Question

I'm trying to learn Haskll, and so I was trying out question 26 of Project Euler in Haskell: http://projecteuler.net/problem=26

My solution to the problem is this:

answer26 = answer26' 1000
answer26' n = snd $ maximum $ map (\x -> cycleLength x [1]) [2..n - 1]
    where
    cycleLength n (r:rs)
        | i /= Nothing      = (1 + fromJust i, n)
        | r < n             = cycleLength n $ (10*r):r:rs
        | otherwise         = cycleLength n $ (r `mod` n):r:rs
        where i = elemIndex r rs

I realize that this isn't the most efficient algorithm, but seeing as it's naively O(n^3) (where n = 1000) that is not such an issue. What I am concerned about though, is that from my understanding of monads, one of their main properties is that they in some sense "mark" anything that has used the monad. The function "fromJust" seems to fly directly in the face of that. Why does it exist? Also, assuming its existence is justified, is my usage of it in the above code good practice?

Was it helpful?

Solution

Usage of partial functions (functions that may not return a value) is generally discouraged. Functions like head and fromJust exist because they're occasionally convenient; you can sometimes write shorter code, which is more understandable to learners. Lots of functional algorithms are expressed in terms of head and tail and fromJust is conceptually the same as head.

It's usually preferable to use pattern matching, and to avoid partial functions, because it allows the compiler to catch errors for you. In your code snippet you have carefully checked that the value is never Nothing, but in large real-life codebases, code can be many years old, 1000's of lines long and maintained by many developers. It's very easy for a developer to re-order some code and miss out a check like that. With pattern-matching, it's right there in the code structure, not just in some arbitrary Bool expression.

It's not too difficult to replace your usage of fromJust with pattern-matching:

answer26 = answer26' 1000
answer26' n = snd $ maximum $ map (\x -> cycleLength x [1]) [2..n - 1]
    where
    cycleLength n (r:rs) = case elemIndex r rs of
            Just i  -> (1 + i, n)
            Nothing -> if r < n
                        then cycleLength n $ (10*r):r:rs
                        else cycleLength n $ (r `mod` n):r:rs

And (I think) the result is a bit clearer too.

Edit: There's an apparently "theoretically ok" place to use fromJust mentioned in Typeclassopedia, though you will need someone other than me to explain wtf that is all about.. ;)

OTHER TIPS

The monad interface doesn't include any specific function for "extracting" values from a monad, only for putting them in (return).

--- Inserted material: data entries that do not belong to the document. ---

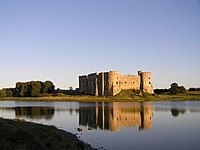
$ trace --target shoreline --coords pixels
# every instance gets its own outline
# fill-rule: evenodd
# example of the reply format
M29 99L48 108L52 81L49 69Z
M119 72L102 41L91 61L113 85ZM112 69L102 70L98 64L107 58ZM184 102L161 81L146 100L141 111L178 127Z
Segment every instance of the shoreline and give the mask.
M58 101L58 102L157 102L157 101L200 101L200 94L189 95L155 95L155 96L112 96L112 97L99 97L99 96L48 96L48 97L0 97L0 101Z
M0 149L94 149L75 134L54 126L3 118L0 125Z

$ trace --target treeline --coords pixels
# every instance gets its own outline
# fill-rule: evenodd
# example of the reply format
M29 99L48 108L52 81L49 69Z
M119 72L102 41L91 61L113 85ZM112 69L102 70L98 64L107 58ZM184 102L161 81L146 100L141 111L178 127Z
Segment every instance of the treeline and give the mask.
M188 91L200 91L200 88L189 88L189 90Z
M0 97L39 97L54 91L55 86L51 81L17 82L15 88L0 90Z
M156 94L171 94L171 95L176 95L176 94L183 94L187 90L185 89L184 86L179 86L177 83L172 83L171 87L169 89L155 89L154 93Z

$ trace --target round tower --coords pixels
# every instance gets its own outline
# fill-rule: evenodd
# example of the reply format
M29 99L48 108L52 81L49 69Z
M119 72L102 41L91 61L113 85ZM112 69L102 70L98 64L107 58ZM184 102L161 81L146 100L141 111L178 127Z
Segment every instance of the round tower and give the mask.
M108 73L108 91L109 91L108 94L110 96L113 96L121 91L119 81L120 81L120 73L119 72L110 71Z
M151 72L140 72L141 90L143 92L153 94L153 85L151 80Z

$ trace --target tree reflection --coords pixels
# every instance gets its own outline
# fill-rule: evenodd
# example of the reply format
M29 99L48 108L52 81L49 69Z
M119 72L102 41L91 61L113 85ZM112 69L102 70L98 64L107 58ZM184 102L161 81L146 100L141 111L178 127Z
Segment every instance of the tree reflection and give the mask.
M184 114L185 112L186 112L185 109L178 109L178 108L171 109L172 116L174 116L174 117L178 117L180 113Z
M31 119L52 119L55 113L53 107L16 107L15 116Z
M151 103L95 103L79 108L79 124L103 130L120 131L123 127L152 128L153 107Z

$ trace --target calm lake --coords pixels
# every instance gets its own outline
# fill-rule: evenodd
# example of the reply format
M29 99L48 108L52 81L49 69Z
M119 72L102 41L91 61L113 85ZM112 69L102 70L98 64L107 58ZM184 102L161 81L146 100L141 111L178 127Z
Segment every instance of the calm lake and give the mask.
M98 149L200 150L200 101L0 101L0 117L53 125Z

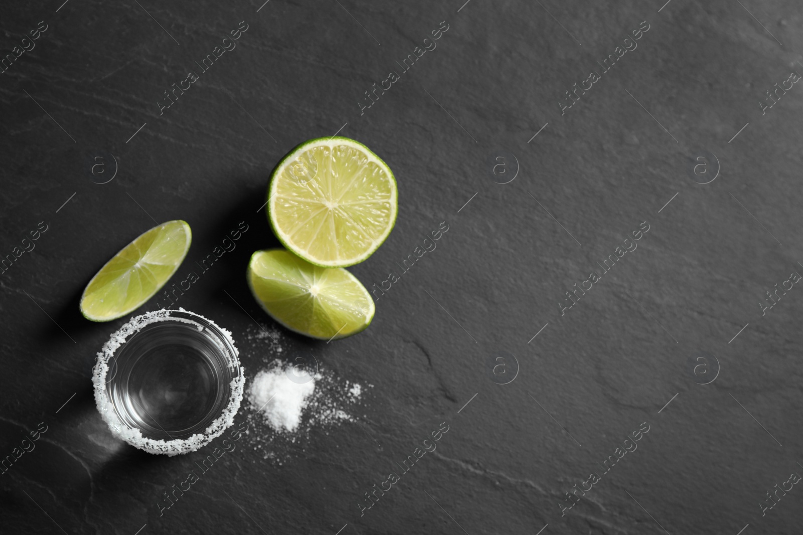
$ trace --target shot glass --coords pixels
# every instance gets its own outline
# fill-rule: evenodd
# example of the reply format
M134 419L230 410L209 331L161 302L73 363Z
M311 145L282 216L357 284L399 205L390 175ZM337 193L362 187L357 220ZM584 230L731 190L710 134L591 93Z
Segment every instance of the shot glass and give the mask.
M229 331L183 309L149 312L98 353L95 401L112 432L131 445L187 453L231 425L243 372Z

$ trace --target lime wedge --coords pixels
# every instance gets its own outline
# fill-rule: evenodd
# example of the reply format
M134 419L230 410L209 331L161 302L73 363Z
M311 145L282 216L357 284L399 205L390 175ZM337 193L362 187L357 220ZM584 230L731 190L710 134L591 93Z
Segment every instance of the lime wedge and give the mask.
M396 222L396 179L361 143L321 137L286 156L271 177L267 213L279 241L316 265L368 258Z
M108 322L136 310L176 273L191 241L190 225L179 220L141 235L89 282L81 296L81 314L93 322Z
M329 340L363 330L376 308L365 286L342 268L313 265L280 249L251 255L247 275L256 300L291 330Z

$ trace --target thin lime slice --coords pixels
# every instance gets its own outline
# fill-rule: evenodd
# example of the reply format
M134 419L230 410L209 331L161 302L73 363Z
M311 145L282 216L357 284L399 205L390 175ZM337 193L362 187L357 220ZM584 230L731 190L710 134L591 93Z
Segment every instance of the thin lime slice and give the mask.
M341 338L371 323L376 307L365 286L342 268L313 265L284 249L257 251L247 275L256 300L291 330Z
M396 179L361 143L321 137L276 166L267 213L279 241L316 265L345 267L368 258L396 222Z
M100 268L81 296L81 314L108 322L136 310L165 286L181 265L192 233L176 220L153 227Z

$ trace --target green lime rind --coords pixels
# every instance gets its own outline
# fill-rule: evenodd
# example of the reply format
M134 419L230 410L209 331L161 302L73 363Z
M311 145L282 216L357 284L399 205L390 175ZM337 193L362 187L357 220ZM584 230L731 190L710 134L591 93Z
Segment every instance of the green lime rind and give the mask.
M389 221L387 226L385 227L382 235L378 238L375 239L373 246L367 249L362 254L355 257L353 258L342 261L322 261L320 259L311 254L308 254L304 249L296 246L296 244L292 243L285 237L284 233L282 232L282 230L279 228L279 225L275 221L275 214L274 213L274 210L272 209L271 199L273 196L275 194L275 189L278 184L278 180L277 180L278 175L284 170L286 164L288 161L290 161L292 159L295 159L300 154L304 153L311 146L321 144L322 142L325 142L326 144L331 144L333 145L336 144L336 142L338 141L340 142L341 144L349 145L353 148L358 148L359 150L364 152L370 158L375 160L376 160L375 163L377 163L387 173L387 176L389 178L389 183L392 187L392 202L390 203L392 209L391 209L392 217L390 218L390 221ZM396 225L396 219L398 216L398 187L396 181L396 176L393 175L393 172L390 169L389 166L388 166L388 164L385 164L381 158L380 158L373 151L366 147L364 144L360 143L356 140L352 140L351 138L344 137L342 136L336 136L332 137L319 137L313 140L308 140L296 146L283 158L282 158L282 160L279 160L279 164L276 164L275 168L274 168L273 172L271 173L270 185L268 186L267 188L267 197L266 199L265 212L267 216L268 222L271 225L271 230L273 230L274 234L282 243L282 245L284 245L288 250L291 251L293 253L304 258L311 264L320 267L349 267L350 265L359 264L360 262L364 261L365 260L369 258L372 254L373 254L373 253L377 249L379 249L380 245L381 245L385 241L385 240L387 240L388 237L390 235L391 231Z
M109 322L133 312L170 280L191 243L192 230L181 220L145 231L92 277L81 295L81 314L93 322Z
M353 274L315 265L283 249L254 253L246 280L269 316L304 336L353 336L368 328L376 314L371 295Z

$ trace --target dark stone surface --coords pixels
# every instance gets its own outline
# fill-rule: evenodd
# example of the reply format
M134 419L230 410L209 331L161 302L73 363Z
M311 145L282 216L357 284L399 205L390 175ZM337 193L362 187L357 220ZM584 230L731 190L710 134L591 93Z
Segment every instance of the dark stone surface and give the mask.
M60 2L2 7L4 53L39 21L47 29L0 76L2 253L40 221L47 230L0 277L0 454L40 422L47 431L0 476L0 531L800 533L803 488L765 516L760 503L803 474L803 290L765 315L759 306L803 272L803 87L764 116L759 103L803 73L799 2ZM645 20L638 48L601 72ZM240 21L236 48L160 115L163 91ZM402 72L441 21L437 48ZM600 79L561 115L592 70ZM400 79L361 115L391 71ZM85 321L80 292L154 221L192 226L177 276L245 221L237 249L179 304L232 330L253 377L273 357L248 338L254 320L273 324L244 279L250 254L276 244L258 209L268 174L341 127L398 180L395 229L352 268L366 286L449 225L365 332L325 344L283 331L283 358L312 351L336 383L373 385L355 407L362 429L312 426L274 440L266 459L270 432L251 419L160 516L162 492L209 452L155 456L111 436L91 370L124 318ZM704 151L721 171L701 184L688 168ZM516 160L494 160L503 152ZM110 155L116 175L96 184ZM106 174L92 173L97 162ZM561 315L564 293L642 221L638 249ZM513 361L495 376L488 363L499 351L519 365L508 384ZM695 382L699 351L709 358ZM438 449L361 517L364 492L444 421ZM603 474L644 422L638 449ZM562 517L592 472L601 480Z

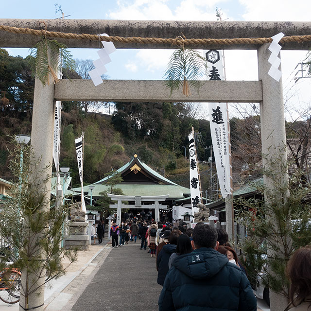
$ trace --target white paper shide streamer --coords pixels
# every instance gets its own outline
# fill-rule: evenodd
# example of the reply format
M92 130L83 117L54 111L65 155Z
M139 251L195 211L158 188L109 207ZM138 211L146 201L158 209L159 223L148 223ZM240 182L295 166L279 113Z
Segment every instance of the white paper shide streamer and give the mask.
M102 34L99 35L109 36L107 34ZM89 76L95 86L103 83L103 79L101 76L107 72L105 65L111 61L109 54L115 52L116 50L113 42L102 41L102 43L104 46L104 48L97 51L99 58L93 62L95 68L90 71L88 71Z
M202 197L193 128L192 131L188 136L188 138L189 138L190 193L191 195L191 211L192 214L193 215L194 213L199 210L199 208L196 207L199 203L202 203Z
M81 202L82 203L82 209L86 212L86 208L84 201L83 194L83 134L81 137L74 140L76 144L76 153L78 161L78 169L80 180L81 183Z
M268 72L268 74L278 82L282 76L282 72L278 69L280 64L281 64L281 59L278 57L278 53L280 52L282 47L278 44L278 42L284 36L284 34L283 33L280 33L271 37L273 39L273 41L268 48L271 51L271 55L268 60L268 61L271 64L271 67Z
M209 50L206 53L208 62L211 63L210 80L224 79L222 53L221 51ZM231 194L230 164L230 143L227 104L225 103L208 103L210 134L214 156L223 198Z

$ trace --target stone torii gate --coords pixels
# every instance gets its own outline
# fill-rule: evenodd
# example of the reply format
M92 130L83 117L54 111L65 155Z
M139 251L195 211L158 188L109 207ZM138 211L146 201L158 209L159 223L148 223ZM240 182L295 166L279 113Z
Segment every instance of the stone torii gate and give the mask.
M141 204L138 205L135 204L122 204L122 201L135 201L136 197L134 195L120 195L118 194L107 194L112 201L116 201L117 204L110 204L110 208L117 208L117 225L120 225L121 221L121 211L122 208L154 208L155 209L155 219L156 221L160 220L160 208L162 207L162 205L159 202L165 201L169 196L169 194L164 194L163 195L143 195L139 197L139 201L142 202L152 202L153 204L149 205L141 205ZM166 208L167 207L165 208Z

However, it doesn't forbid these kinds of functions either. When they exist, they will be specific to each monad (hence the multitude of run* functions: runIdentity, runReader, runWriter, runState... each with different arguments.)

By design, IO doesn't have any such "get out" function, and so it serves to "trap" impure values inside the monad. But "not being able to get out" is not a requirement for monads in general. What counts is that they respect the monad laws.

With comonads, the situation is reversed. There is a common function to extract values from them (extract) that every comonad must implement. But the functions to "put the values in", when they exist, vary for each particular comonad (env, store...)

As for fromJust, it is good practice to avoid it whenever possible because it is a partial function which may fail to match at runtime.

This pattern is so common, there is even a function for that: maybe :: b -> (a -> b) -> Maybe a -> b

In your case, if you do \x -> (cycleLength x [1], x), that is, construct the pair outside cycleLength:

    cycleLength n (r:rs) = maybe (cycleLength n rs') (1+) $ elemIndex r rs where
      rs'
        | r < n = (10*r):r:rs
        | otherwise = (r `mod` n):r:rs

Also, because you are looking just for a maximum, not the actual value, it will work even with id instead of (1+).